Many drivers will disagree. Many love the side-by-side racing at Bristol. Brad Keselowski said after winning there on March 18 that the racing never has been better.
Many also despise that you still have to push somebody out of the way to pass at Martinsville.
"I think Bristol," Kasey Kahne said when asked which half-mile track he preferred. "I enjoy the speed, being able to move around from top to bottom. There's more contact at Martinsville than Bristol anymore. I can see that being good."
But drivers don't buy tickets, so their opinions don't really matter, even though Smith is consulting them in his decision.
"First, you have to sell tickets, and race fans want action," former Charlotte Motor Speedway president and promoter extraordinaire H.A. "Humpy" Wheeler said.
At Martinsville, there is plenty more traditional short-track action. At the most recent Bristol race, there were more than 200 consecutive green-flag laps -- which isn't typical of short-track action.
But the folks at Martinsville aren't pounding their chests over this. Even if they sell every ticket for Sunday's Sprint Cup race, which they're getting close to doing, their capacity of 55,000 will fall well short of the 80,000-plus who were at Bristol's 160,000-person stadium.
They also know that, had the 2002 project been completed, they could have had a similar disaster.
"Catastrophic," track president Clay Campbell said. "It was just by chance it turned out the way it did. If you remember, on Friday, drivers were raising Cain, saying we ruined the track because they couldn't get down on the bottom groove.
"But by Sunday, I went from zero to hero because they found out they could use the outside line. It was pure luck."
Grinding the lower groove created less grip because of less contact between the tires and surface. That, drivers eventually discovered, forced them to go up and use a lane that wasn't advantageous before.
"If we had finished it on the outside lane, it would have been a mess," Campbell said of the grinding.
When the track was resurfaced completely in 2005 -- necessary after a chunk came up and took out leader Jeff Gordon in the October race -- Campbell made sure the integrity of the hairpin turns was maintained.
The only change? Some of the concrete was taken out of the corners and replaced by asphalt for more durability.
"How you feel about the racing depends on what side of the fence you're on," Campbell said. "What is good racing to the competitors usually is not to the fans.
"The people who come to Martinsville love this style of racing."
That's why Smith is considering spending approximately $1 million to return his crown jewel to the way it was when people loved the style of racing there. That he is looking at the change is the important factor here, not whether an engineer OK'd the changes without telling him in 2007.
That's simply a "he said, she said" argument. Goodyear tire officials say it was common knowledge the banking would be changed. Wallace contends that Smith knew because they discussed it.
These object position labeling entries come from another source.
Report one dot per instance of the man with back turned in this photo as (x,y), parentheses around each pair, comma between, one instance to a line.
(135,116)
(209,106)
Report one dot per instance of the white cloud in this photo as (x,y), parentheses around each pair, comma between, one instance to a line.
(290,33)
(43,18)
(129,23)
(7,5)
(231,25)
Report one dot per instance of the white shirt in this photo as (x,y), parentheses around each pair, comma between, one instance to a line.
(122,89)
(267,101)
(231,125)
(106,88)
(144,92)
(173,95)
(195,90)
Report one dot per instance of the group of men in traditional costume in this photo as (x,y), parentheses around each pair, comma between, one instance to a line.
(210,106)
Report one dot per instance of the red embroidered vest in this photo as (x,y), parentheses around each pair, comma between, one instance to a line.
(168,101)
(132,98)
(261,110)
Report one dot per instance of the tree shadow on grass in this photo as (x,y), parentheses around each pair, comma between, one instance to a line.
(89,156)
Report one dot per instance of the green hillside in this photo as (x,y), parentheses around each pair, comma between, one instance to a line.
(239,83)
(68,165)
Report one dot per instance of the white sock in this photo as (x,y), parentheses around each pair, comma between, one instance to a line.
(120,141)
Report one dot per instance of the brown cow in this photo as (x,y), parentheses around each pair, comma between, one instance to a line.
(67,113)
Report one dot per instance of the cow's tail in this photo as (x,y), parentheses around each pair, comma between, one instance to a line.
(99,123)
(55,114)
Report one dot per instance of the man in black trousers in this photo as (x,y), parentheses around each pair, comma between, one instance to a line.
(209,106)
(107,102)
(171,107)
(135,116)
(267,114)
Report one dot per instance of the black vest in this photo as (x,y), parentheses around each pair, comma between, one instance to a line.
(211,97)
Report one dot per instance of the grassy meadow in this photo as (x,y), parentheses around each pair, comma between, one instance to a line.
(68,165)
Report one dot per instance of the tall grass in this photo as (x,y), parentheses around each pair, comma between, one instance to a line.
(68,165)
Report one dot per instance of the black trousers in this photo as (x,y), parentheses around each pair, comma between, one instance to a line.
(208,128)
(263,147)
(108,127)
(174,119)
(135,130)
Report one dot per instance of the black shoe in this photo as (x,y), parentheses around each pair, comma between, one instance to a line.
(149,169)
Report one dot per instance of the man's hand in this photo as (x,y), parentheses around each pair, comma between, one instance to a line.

"I did not talk to him about it," Smith countered. "Sometimes an employee makes a decision, maybe doesn't realize it is as big as it is."
In Smith's defense, the original news releases mentioned nothing about progressive banking. One stated the "famous Bristol banking will remain the same." Wheeler, who had an ugly split with Smith in 2008, said "Bruton could well have not known about it.
"He was not a big advocate of progressive banking, but our engineers were," Wheeler said.
Smith is headed to Bristol on Wednesday to evaluate the situation further before making a final decision. Although Wheeler and several drivers believe the situation could be resolved with softer tires that wear faster, odds are Smith will spend the money to bring back old Bristol.
He doesn't like being second in anything, and, for the moment, Bristol is the second-best half-mile track in NASCAR.
SMI boss Bruton Smith is weighing the $1 million question: Can Bristol Motor Speedway, once the crown jewel of short-track racing in NASCAR, recapture the magic?